Abstract
Published single-cell datasets are rich resources for investigators who want to address questions not originally asked by the creators of the datasets. The single-cell datasets might be obtained by different protocols and diverse analysis strategies. The main challenge in utilizing such single-cell data is how we can make the various large-scale datasets to be comparable and reusable in a different context.
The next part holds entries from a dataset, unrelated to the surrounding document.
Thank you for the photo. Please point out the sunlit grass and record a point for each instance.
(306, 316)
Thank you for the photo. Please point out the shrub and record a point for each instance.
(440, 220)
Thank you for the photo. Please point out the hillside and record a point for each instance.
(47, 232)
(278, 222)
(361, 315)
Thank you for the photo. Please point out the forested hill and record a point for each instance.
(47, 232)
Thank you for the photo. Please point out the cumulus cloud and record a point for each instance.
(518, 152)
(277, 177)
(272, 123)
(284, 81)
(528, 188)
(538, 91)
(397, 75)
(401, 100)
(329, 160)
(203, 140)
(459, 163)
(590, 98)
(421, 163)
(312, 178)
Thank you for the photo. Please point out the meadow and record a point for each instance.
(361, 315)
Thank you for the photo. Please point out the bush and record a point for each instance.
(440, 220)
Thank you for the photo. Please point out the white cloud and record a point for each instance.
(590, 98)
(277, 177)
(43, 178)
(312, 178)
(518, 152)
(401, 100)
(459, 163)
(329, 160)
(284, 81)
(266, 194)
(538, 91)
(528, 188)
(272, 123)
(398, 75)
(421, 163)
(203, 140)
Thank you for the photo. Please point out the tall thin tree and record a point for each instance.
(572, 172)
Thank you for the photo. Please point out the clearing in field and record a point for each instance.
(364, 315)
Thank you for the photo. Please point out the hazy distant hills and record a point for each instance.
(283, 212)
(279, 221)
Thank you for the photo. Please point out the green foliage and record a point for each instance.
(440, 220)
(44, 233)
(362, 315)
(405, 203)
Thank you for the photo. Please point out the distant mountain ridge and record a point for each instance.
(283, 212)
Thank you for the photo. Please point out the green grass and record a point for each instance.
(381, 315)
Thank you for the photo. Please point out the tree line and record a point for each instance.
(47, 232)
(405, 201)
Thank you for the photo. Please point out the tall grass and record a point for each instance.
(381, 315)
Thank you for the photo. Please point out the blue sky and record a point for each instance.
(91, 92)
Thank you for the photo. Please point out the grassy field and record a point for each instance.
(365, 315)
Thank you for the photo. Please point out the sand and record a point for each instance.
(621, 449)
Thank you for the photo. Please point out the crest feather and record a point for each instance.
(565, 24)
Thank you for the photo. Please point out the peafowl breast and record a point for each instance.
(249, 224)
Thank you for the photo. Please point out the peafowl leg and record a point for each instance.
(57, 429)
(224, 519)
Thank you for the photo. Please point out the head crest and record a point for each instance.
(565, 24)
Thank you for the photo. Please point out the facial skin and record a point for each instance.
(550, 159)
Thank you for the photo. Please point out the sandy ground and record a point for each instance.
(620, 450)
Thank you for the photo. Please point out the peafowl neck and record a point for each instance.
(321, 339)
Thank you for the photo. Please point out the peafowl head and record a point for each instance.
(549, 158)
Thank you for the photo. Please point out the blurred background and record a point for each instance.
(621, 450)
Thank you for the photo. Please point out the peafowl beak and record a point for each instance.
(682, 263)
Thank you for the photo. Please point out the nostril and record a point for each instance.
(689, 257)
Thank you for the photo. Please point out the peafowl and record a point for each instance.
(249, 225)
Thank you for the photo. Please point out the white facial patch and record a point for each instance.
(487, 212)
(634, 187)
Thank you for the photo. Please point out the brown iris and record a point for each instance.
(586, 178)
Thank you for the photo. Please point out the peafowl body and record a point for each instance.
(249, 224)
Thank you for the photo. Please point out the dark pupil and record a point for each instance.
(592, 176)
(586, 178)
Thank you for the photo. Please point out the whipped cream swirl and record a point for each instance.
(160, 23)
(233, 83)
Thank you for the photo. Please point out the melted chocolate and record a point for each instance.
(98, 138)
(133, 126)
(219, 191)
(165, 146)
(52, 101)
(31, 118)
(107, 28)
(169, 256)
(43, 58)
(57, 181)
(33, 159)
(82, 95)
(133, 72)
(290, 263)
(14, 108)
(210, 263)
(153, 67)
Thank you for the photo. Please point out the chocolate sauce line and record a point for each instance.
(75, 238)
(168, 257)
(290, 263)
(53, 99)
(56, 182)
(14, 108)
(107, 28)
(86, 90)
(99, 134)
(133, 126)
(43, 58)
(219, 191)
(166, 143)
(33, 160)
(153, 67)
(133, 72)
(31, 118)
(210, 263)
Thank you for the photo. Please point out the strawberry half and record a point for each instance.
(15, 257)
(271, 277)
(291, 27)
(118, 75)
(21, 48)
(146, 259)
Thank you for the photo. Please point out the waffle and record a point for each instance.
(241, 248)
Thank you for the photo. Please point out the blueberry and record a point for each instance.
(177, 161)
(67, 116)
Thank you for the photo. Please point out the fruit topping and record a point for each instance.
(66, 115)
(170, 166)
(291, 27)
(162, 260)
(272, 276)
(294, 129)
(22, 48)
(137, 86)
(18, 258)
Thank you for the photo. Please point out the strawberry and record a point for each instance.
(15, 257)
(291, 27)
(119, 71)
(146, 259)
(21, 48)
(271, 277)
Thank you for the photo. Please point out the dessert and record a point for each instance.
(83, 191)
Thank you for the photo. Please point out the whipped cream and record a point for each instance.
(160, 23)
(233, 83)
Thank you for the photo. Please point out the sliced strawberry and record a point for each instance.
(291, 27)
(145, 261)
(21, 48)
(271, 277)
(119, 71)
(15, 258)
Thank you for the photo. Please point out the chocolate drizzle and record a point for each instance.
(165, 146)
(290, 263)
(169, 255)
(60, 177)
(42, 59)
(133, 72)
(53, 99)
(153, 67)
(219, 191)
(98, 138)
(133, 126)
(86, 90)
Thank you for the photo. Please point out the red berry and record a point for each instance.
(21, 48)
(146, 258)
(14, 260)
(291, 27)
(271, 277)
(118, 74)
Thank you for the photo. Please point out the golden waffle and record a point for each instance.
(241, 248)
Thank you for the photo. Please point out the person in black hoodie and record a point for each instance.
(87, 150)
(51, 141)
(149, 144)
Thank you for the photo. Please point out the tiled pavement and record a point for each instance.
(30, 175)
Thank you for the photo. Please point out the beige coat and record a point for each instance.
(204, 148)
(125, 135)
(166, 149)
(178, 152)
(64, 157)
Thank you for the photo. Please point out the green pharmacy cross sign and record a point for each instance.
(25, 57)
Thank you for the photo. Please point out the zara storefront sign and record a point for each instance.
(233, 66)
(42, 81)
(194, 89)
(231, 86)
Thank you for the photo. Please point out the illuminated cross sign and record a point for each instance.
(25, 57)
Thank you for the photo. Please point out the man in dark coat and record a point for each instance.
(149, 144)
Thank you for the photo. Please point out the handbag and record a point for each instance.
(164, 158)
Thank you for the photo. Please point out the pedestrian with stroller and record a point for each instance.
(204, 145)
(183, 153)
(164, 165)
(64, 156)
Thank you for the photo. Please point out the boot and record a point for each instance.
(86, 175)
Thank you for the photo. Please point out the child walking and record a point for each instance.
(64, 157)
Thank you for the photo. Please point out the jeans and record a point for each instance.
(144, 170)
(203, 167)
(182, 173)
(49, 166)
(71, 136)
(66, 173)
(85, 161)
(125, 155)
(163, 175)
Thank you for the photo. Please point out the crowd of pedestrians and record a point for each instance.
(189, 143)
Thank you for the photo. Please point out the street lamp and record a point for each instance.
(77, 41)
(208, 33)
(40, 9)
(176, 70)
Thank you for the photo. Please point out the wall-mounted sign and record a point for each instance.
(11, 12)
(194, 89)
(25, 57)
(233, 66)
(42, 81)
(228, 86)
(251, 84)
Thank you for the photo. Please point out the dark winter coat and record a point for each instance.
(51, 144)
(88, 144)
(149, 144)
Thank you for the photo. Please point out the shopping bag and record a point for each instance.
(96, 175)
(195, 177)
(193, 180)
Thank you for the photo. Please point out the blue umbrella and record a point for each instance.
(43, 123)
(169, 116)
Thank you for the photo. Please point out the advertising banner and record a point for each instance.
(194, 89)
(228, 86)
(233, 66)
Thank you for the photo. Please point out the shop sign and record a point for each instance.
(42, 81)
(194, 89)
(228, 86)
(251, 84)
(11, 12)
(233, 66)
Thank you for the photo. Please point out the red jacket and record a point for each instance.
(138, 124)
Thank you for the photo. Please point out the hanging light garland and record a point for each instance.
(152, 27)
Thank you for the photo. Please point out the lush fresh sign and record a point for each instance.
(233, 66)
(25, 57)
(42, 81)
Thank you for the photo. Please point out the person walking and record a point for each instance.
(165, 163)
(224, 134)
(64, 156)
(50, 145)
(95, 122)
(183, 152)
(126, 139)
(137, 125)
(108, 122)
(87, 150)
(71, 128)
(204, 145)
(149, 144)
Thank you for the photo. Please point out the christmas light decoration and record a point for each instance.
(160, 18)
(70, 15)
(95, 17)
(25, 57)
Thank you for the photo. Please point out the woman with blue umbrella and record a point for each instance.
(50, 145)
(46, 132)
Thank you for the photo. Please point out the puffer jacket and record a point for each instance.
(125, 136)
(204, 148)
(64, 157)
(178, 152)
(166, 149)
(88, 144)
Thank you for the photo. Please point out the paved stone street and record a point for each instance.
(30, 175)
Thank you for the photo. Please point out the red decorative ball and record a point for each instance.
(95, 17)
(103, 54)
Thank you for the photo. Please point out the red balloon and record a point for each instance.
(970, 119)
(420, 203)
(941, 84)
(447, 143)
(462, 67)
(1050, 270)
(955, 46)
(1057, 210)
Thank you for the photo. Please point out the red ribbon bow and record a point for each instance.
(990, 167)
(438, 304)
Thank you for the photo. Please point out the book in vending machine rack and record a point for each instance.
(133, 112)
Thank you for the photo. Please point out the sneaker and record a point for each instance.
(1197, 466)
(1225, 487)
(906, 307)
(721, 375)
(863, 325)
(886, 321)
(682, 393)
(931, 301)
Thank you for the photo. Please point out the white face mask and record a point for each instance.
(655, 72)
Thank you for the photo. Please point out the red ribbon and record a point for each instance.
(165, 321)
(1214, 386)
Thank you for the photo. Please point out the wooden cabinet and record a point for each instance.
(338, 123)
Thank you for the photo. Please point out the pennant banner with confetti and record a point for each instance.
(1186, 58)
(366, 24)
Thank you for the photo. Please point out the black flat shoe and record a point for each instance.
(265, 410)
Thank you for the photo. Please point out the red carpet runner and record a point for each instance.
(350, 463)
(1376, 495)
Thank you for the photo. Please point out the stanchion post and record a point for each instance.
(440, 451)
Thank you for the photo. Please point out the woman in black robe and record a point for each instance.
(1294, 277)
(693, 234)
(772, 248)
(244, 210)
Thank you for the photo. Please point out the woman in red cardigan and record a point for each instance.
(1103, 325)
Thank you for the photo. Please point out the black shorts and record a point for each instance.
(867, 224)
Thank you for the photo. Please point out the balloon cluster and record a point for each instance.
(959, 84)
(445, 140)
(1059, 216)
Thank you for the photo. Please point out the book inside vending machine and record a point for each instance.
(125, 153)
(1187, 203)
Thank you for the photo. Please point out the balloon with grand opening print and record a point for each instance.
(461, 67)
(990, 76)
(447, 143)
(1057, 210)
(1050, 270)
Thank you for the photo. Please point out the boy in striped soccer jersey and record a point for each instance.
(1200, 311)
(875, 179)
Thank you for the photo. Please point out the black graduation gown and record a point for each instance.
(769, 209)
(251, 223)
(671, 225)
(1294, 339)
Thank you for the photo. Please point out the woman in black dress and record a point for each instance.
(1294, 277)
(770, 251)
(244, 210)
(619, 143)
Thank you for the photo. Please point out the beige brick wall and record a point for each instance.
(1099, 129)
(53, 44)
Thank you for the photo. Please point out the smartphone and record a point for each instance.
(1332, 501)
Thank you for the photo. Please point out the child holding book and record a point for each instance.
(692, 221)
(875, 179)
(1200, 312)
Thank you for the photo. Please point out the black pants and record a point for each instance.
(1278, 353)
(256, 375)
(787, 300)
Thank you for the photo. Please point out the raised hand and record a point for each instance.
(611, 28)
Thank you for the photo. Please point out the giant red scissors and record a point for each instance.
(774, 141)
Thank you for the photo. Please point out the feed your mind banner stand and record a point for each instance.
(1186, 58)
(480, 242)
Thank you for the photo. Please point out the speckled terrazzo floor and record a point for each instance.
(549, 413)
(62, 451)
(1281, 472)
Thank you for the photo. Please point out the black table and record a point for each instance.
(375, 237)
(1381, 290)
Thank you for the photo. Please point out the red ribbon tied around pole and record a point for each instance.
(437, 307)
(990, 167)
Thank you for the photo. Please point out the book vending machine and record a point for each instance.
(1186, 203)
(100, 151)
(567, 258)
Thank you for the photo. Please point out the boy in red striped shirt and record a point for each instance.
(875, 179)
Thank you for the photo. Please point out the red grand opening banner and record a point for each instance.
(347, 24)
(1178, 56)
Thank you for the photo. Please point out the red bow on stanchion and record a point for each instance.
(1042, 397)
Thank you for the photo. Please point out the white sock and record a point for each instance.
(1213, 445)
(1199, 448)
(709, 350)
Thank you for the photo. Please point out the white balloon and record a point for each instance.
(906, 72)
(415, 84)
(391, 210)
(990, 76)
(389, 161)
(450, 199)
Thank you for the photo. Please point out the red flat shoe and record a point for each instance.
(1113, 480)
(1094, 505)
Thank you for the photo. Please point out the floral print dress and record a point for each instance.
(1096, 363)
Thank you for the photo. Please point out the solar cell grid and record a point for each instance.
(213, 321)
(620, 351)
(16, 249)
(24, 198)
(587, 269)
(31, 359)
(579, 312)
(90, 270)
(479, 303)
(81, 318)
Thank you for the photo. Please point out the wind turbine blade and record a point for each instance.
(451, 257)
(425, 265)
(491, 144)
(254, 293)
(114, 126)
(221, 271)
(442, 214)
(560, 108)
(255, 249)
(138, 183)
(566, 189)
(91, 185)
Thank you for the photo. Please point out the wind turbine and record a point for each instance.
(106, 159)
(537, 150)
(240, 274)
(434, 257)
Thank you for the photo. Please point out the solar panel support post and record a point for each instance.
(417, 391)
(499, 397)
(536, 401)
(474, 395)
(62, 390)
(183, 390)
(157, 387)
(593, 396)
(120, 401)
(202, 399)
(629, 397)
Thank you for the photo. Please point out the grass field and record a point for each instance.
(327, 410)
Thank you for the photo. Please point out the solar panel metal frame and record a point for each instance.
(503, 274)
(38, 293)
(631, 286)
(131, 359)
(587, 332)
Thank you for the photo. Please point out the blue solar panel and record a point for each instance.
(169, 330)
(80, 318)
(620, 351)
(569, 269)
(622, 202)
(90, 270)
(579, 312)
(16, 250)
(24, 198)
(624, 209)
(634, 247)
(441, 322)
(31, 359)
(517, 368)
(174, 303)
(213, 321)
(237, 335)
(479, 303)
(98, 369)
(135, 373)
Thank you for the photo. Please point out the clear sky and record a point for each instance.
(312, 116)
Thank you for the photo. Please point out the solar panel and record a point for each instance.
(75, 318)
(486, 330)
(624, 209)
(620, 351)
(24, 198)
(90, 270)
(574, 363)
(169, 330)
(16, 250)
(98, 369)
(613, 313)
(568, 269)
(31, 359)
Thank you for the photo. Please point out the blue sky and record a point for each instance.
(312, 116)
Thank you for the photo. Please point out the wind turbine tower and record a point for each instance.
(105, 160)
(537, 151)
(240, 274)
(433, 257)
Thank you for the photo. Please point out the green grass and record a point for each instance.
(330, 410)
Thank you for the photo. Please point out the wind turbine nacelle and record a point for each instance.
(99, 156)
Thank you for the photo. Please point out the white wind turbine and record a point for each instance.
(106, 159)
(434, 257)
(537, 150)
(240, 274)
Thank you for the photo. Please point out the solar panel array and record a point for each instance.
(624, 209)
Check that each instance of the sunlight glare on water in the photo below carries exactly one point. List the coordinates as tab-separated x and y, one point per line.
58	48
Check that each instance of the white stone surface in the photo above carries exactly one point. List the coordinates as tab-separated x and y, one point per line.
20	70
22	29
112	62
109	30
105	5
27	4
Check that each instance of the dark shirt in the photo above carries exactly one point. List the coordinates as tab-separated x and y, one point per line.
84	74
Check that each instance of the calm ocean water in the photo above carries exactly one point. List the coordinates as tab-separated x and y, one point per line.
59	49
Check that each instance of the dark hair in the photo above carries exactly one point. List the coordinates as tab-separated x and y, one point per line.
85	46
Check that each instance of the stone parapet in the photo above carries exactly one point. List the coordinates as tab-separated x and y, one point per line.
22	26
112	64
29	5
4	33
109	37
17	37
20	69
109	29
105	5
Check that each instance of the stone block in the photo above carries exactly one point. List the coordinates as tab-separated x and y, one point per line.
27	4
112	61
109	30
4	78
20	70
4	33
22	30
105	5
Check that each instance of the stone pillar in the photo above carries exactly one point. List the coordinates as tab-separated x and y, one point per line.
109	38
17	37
To challenge this issue, we developed the single-cell centric database ‘SCPortalen’ (http://single-cell.clst.riken.jp/). The current version of the database covers human and mouse single-cell transcriptomics datasets that are publicly available from the INSDC sites. The original metadata was manually curated and single-cell samples were annotated with standard ontology terms. Following that, common quality assessment procedures were conducted to check the quality of the raw sequence. Furthermore, primary data processing of the raw data followed by advanced analyses and interpretation have been performed from scratch using our pipeline. In addition to the transcriptomics data, SCPortalen provides access to single-cell image files whenever available. The target users of SCPortalen are all researchers interested in specific cell types or population heterogeneity. Through the web interface of SCPortalen users are easily able to search, explore and download the single-cell datasets of their interests.
Highlights
Single-cell omics recently emerged as a powerful toolset to investigate heterogeneity of large populations of cells with regards to their functions and morphologies [1]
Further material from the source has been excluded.